WH Virus Testing Czar Smacks Down Stephanopoulos On Extreme Requirements to Reopen Country

April 28th, 2020 11:42 AM

As reporters in the media constantly find ways to politicize this virus and attack Americans who don’t want the country in a national lockdown for years to come, some officials in President Trump’s coronavirus task force are hitting back against the media’s constant drumbeat of negativity. Admiral Brett Giroir, the White House’s coronavirus testing czar, appeared on ABC’s Good Morning America today to field critical questions from anchor George Stephanopoulos about the federal testing response to the virus. As Stephanopoulos repeatedly argued the need for exaggerated testing requirements, Giroir refuted his criticism with contextual data which offered hope and a comprehensive strategy instead of the media's one size fits all, doom and gloom approach.

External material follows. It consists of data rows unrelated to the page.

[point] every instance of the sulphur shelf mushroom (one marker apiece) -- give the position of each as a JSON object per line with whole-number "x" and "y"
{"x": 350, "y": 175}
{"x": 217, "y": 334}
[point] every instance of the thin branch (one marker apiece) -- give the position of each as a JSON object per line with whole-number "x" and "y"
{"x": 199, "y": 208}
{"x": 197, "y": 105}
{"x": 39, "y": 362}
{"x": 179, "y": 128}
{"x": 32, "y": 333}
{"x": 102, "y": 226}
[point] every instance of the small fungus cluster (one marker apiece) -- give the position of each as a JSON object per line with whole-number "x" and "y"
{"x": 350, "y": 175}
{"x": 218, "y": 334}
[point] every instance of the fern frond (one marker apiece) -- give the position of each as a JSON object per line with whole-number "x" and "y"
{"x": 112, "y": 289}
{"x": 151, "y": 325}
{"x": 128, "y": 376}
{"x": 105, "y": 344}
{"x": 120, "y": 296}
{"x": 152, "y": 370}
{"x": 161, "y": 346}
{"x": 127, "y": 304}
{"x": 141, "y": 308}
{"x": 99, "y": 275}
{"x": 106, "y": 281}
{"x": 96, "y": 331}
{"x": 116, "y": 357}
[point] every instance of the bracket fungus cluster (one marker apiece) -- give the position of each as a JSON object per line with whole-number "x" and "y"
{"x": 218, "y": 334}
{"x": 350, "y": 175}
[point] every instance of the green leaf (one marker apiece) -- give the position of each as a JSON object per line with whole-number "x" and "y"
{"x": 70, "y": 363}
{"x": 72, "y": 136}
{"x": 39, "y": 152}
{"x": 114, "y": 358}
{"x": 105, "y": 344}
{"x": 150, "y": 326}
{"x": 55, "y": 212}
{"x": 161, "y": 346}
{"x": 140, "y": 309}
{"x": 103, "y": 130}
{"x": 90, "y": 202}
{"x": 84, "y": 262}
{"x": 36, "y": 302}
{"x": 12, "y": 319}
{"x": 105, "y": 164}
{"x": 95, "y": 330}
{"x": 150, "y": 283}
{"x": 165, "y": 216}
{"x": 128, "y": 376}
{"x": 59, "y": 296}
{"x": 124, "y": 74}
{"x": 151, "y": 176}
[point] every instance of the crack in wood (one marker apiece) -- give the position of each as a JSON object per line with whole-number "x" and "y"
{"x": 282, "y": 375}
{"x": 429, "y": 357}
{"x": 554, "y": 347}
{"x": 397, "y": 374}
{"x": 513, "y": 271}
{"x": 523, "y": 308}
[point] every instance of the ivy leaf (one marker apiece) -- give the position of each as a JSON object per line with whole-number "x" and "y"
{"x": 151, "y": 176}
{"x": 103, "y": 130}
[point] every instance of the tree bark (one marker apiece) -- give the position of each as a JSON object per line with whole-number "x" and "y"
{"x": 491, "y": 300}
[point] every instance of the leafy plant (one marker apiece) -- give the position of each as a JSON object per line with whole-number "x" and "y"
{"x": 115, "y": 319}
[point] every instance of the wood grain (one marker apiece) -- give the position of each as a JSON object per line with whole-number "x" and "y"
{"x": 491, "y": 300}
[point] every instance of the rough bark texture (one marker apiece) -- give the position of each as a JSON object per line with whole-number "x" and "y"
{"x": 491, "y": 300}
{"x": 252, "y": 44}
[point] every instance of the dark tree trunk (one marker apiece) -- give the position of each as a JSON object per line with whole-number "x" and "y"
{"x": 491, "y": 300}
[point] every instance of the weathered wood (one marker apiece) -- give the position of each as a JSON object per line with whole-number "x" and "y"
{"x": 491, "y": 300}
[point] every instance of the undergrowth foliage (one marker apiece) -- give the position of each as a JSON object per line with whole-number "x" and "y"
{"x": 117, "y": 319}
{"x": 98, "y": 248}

Even before the interview began, Stephanopoulos was hyping how testing needed to ramp up nearly 400% before we could reopen the country:

“So far the U.S. has completed 5.4 million tests but experts say that number will have to rise dramatically up to 20 million a day before we can fully open the economy,” the ABC anchor began, before touting a Democrat senator’s complaints about the Trump administration’s guidelines to reopen, and asking Giroir to respond:

STEPHANOPOULOS: There's a strong consensus we'll need lots of testing to reopen. But critics are saying the White House guidelines don't go far enough. That you need mandates and a national strategy, more funding. Here's what Senator Patty Murray had to say over night. She says “Your plan doesn't set specific minimum goals, offer a time frame, identify ways to fix our broken supply chain or offer any details whatsoever on expanding lab capacity or achieving needed manufacturing capacity.” What is your response to Senator Murray?

Giroir shot down the Democrat’s criticism saying bluntly that she “doesn’t understand” how the federal response is treating each state with tailored plans:

ADMIRAL BRETT GIROIR: Well, my response is the blueprint we did yesterday was meant to outline the roles and responsibilities as well as the core objectives of a testing and rapid response program. I guess Senator Murray just does not understand the details of what we're doing on a state-by-state basis. Our team has contacted her and are working with every single state, D.C., Puerto Rico to define really the specifics of what that state need according to their state reopening plan and the 2% really is sort of a minimum floor. There are many states that want to do 4%, 6%, 8% every month...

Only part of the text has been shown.